Sophos MDR is the world’s most trusted MDR service, with a whole bunch of cybersecurity consultants offering 24-7 monitoring, prevention, detection, and response to greater than 30,000 organizations worldwide.
Whereas Sophos MDR leverages telemetry from throughout our clients’ environments to detect and neutralize threats, one of the vital vital benefits – and a key differentiator of the Sophos MDR service – is our deep integration with Microsoft 365 for all clients whatever the Microsoft license they’re utilizing.
This allows us to see and cease extra threats sooner, whereas growing clients’ return on their Microsoft investments.
A story of two APIs: Graph Safety vs. Administration Exercise
Many MDR suppliers closely depend on Microsoft’s Graph Safety API, which offers sturdy detection worth – however just for clients who’ve invested in a premium E5 license.
For the overwhelming majority of consumers utilizing different Microsoft 365 licenses – reminiscent of Enterprise Primary, Customary, and even Premium licenses – the Graph Safety API offers minimal telemetry.
At Sophos, we take the distinct and extremely efficient method of additionally extensively leveraging Microsoft’s Administration Exercise API, which offers wealthy audit logs from Trade On-line, SharePoint, and different Microsoft options.
Crucially, this API is on the market throughout almost all Microsoft 365 license tiers, that means even Enterprise Primary clients profit.
Higher knowledge, higher outcomes
Sophos MDR ingests these logs and applies proprietary risk detection guidelines developed by our risk intelligence and engineering groups.
These aren’t “off the shelf” detections.
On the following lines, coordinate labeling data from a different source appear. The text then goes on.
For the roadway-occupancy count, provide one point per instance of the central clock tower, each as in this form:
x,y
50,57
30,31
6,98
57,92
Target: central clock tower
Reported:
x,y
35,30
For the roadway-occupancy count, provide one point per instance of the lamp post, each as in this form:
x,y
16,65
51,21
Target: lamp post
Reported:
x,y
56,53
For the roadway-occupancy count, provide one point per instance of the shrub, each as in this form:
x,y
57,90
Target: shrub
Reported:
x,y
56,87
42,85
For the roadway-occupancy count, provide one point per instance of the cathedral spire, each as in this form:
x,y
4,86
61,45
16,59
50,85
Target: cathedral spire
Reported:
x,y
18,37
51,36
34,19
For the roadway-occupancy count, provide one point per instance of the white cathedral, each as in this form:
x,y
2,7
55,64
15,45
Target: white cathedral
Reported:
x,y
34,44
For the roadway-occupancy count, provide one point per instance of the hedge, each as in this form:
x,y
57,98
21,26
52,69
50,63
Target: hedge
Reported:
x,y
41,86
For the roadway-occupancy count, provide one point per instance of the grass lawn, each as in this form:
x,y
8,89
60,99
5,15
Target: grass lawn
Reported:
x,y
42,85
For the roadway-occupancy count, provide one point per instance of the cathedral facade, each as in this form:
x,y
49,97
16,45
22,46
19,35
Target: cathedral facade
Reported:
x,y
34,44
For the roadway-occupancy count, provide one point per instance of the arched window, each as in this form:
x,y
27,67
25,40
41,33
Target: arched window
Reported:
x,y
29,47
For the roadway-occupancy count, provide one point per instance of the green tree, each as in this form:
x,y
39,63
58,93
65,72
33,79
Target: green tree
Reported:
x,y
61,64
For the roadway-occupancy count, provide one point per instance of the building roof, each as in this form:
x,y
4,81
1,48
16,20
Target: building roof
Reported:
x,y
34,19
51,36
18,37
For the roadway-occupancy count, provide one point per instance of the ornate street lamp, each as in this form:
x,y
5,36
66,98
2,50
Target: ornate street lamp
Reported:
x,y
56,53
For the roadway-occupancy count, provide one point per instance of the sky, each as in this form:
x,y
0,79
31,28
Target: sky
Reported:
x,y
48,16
They’re custom-built to determine high-risk situations reminiscent of session hijacking, phishing, enterprise electronic mail compromise inbox rule creation, and credential-stuffing.
Quicker responses, 1000’s of instances over
This method operates at scale, with a number of thousand confirmed threats surfaced every month from Microsoft knowledge – threats that may in any other case go undetected with out an E5 license.
Contemplate a typical state of affairs: a person clicks a phishing hyperlink, completes multi-factor authentication, and an attacker hijacks the session.
The attacker then creates hidden inbox guidelines to delete or redirect emails that may in any other case alert the person to suspicious exercise reminiscent of bill fraud.
As a result of the Microsoft Administration Exercise API sends all of the Microsoft 365 audit logs to the Sophos knowledge lake, Sophos detections are in a position to flag this habits primarily based on patterns discovered from the audit logs – patterns reminiscent of a number of working methods utilizing the identical session or identified phishing package indicators of compromise.
Extra than simply detection
Whereas our deep Microsoft integration is a major instance of how Sophos extends protecting capabilities, we don’t cease at detection: Sophos MDR can reply natively throughout the Microsoft atmosphere.
With the shopper’s permission, Sophos MDR analysts can take quick motion to remediate threats in Microsoft 365.
Revoking classes, blocking person sign-ins, and disabling malicious inbox guidelines – all with out requiring buyer interplay.
We conduct many a whole bunch of those automated response actions each month, with a whole bunch extra executed manually when wanted.
Be taught extra
Sophos brings distinctive, impactful, and fast response capabilities to Microsoft environments, even for patrons on Microsoft 365 primary license plans.
It’s higher cybersecurity and a greater return on funding.
Go to Sophos.com/MDR-Microsoft for extra data.